For the case of $n$ labeled nodes we find using PIE the closed form
$$D_n= \sum_{p=0}^n {n\choose p} (-1)^p 4^{n-p\choose 2}.$$ This will
produce $$0, 3, 54, 3861, 1028700, 1067510583, 4390552197234, \ldots$$
which points to OEIS A054545 where it
appears we have a match.
For the unlabeled case observe that the number $F_n$ of non-isomorphic
digraphs was computed at the following MSE
link. We then
obtain for the number of digraphs with no isolated nodes
$$D_n = F_n - F_{n-1}$$
which will produce
$$0, 2, 13, 202, 9390, 1531336, 880492496, 1792477159408,\ldots$$
again a match, this time with OEIS
A053598.
More data concerning PIE. The nodes of the poset for use with PIE
correspond to all subsets $P$ of vertices of the $n$ vertices and
represent labeled digraphs where the vertices in $P$, plus possibly
some other vertices, are isolated. The weight on the the digraphs
specified by $P$ is $(-1)^{|P|}.$ This means the digraphs with no
isolated vertices have weight one because they appear only in the node
that corresponds to $P=\emptyset.$ Digraphs with a set $Q$ of isolated
vertices where $|Q|\ge 1$ appear in all nodes $P\subseteq Q,$ for a
total weight of
$$\sum_{P\subseteq Q} (-1)^{|P|} =
\sum_{p=0}^{|Q|} {|Q|\choose p} (-1)^p = 0,$$
i.e. zero. The cardinality of the set of diagraphs corresponding to
node $P$ is $4^{n-|P|\choose 2}.$ We now sum the weights over all
digraphs, collecting the contributions from all nodes where they
appear. We already know that this will assign weight one to those
with no isolated vertices and zero otherwise, providing the desired
count.
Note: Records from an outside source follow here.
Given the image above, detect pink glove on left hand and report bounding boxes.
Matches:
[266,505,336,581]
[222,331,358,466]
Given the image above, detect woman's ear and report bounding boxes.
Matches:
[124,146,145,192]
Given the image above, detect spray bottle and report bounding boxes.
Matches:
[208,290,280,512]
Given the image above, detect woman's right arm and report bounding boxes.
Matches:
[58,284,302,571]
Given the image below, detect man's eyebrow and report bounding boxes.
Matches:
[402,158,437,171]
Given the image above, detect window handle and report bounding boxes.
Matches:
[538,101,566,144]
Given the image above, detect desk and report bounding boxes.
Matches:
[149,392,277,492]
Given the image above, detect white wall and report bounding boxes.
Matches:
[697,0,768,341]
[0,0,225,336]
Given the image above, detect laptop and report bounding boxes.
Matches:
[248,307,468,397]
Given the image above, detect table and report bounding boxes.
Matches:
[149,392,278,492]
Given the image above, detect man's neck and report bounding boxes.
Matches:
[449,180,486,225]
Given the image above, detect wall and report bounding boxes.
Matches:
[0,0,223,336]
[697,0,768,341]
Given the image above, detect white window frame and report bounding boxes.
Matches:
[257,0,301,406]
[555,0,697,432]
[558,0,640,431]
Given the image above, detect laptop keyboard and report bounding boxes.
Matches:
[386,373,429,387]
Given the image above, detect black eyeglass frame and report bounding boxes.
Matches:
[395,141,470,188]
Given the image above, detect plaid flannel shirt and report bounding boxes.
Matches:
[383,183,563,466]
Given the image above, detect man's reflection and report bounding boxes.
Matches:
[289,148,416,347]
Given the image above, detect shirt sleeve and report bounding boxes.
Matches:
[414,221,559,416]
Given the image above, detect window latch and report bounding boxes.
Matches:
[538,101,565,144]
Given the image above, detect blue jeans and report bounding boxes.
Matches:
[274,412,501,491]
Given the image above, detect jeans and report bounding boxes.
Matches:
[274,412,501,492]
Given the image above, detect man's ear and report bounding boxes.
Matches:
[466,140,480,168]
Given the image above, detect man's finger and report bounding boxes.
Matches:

There are ${n\choose p}$ sets $P$ of $p=|P|$ nodes and there
are $4^{n-p\choose 2}$ digraphs at these nodes with weight $(-1)^p$,
concluding the derivation of the formula using PIE. Note that the
count is the same regardless of whether we iterate over all digraphs,
collecting the weights from the nodes or over all nodes, collecting
the weights of all digraphs.